Scientists are often limited by the technology that is available to them. Perhaps someone will come along with a brilliant new innovation to determine the scope of the Giant Pacific Garbage Patch. For now, the data set grows, giving us a bigger, but still incomplete image. This is how we studied plastic as sea:
Neuston Net: This net is traditionally used to study plankton, the microscopic community of animals and algae adrift in the ocean currents. The fine mesh of this net lets water pass through, but traps the copepods, pteropods, salps, and other alien-like creatures that call the surface currents their home within its folds. Nowadays, this net is also frequently used to study ocean plastic. We typically did neuston tows 4 times a day in the gyre, always towing at 2 anutical miles per hour for 30 minutes so all of your samples could be compared.
Manta Net: This is a neiston net with 2 fiberglass wings on the sides to stabilize it in rough weather. Similarly to the neuston net, it collects samples from the surface only.
MOCNESS (Multiple Opening and Closing Net with Environmental Sensing System)

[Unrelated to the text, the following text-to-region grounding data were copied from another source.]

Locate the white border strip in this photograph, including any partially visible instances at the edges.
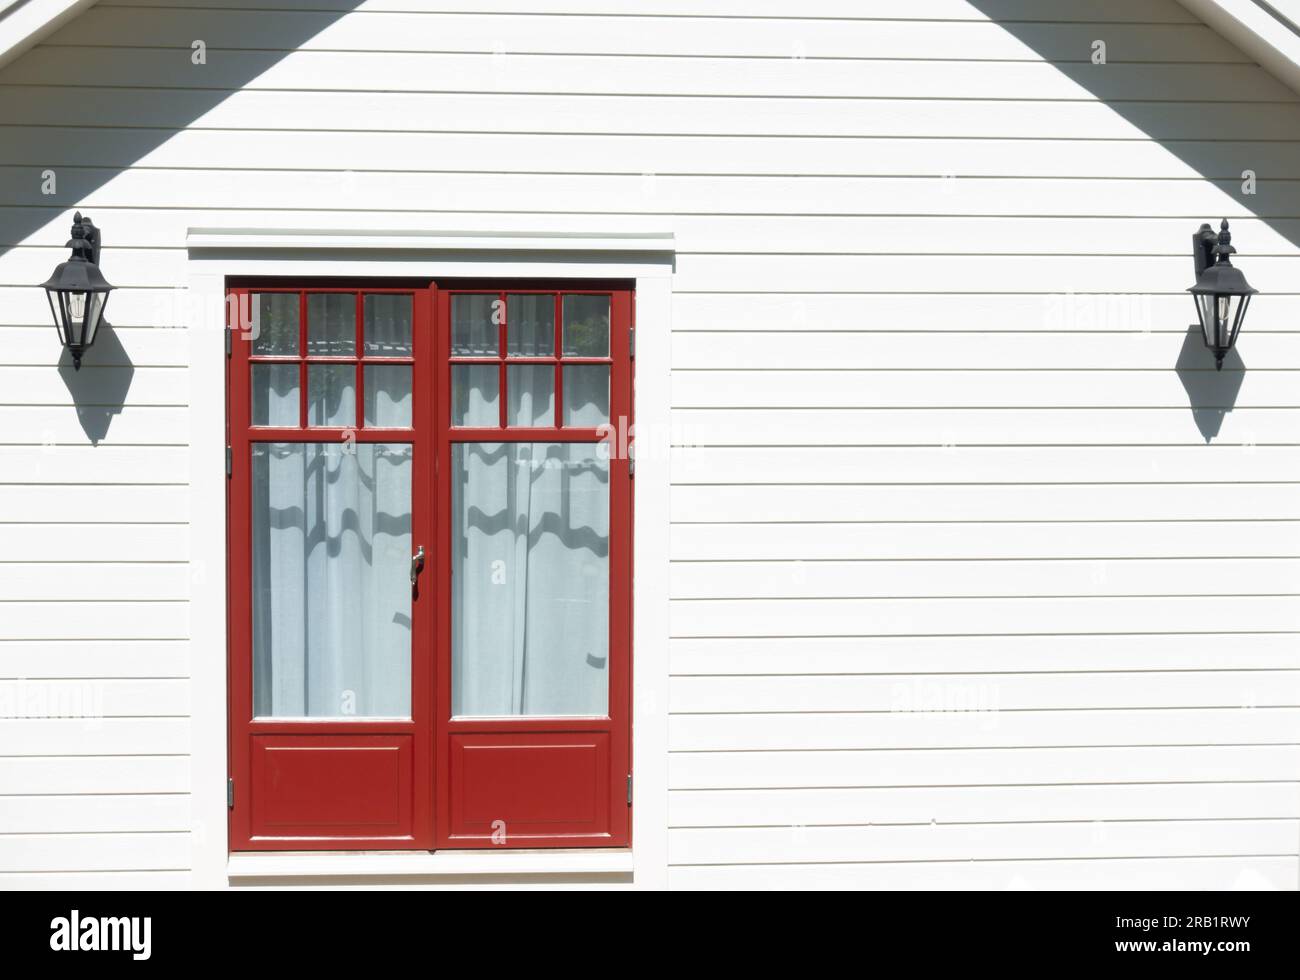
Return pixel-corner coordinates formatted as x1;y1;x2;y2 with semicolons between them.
187;226;673;888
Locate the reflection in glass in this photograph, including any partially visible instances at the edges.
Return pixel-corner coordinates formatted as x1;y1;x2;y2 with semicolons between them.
452;294;498;355
252;443;412;717
452;443;609;717
364;365;412;427
562;295;610;356
364;294;413;357
251;363;299;427
307;294;356;356
508;363;555;427
308;363;356;426
451;364;499;427
562;365;609;426
251;293;298;356
507;294;554;356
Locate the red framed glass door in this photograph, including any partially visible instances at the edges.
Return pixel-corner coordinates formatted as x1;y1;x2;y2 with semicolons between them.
226;281;631;851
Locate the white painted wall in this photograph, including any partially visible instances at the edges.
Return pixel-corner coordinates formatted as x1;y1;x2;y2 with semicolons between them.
0;0;1297;889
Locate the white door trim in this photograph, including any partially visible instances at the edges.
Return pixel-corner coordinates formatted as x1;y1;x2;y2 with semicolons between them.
186;225;673;888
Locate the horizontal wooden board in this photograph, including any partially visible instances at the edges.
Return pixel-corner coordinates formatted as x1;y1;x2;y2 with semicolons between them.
11;131;1300;183
671;520;1300;561
669;669;1300;712
10;212;1300;266
0;793;189;833
670;446;1300;485
0;871;191;889
0;328;190;370
672;370;1300;410
669;408;1300;446
0;718;189;756
0;487;188;524
670;595;1300;638
0;832;189;873
0;446;189;484
0;640;189;679
13;50;1293;103
670;328;1300;372
2;90;1293;140
668;744;1300;789
669;781;1300;827
668;818;1299;864
670;484;1300;524
0;678;189;717
0;525;187;563
670;557;1300;599
90;1;1202;23
0;755;189;794
670;707;1300;751
0;602;188;641
4;170;1298;223
669;633;1300;674
668;856;1298;889
51;10;1240;61
0;405;189;446
0;564;189;602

This beast carries up to 9 nets on its heavy frame (we used 5). These nets are programmed to openand close at different depths, allowing us to collect discrete samples not only at the surface, but at various depths as well! We towed the MOCNESS down to 10 meters (~30ft) and found plastic in every net! Looking just at the surface does not give you a complete picture of how much plastic is out there!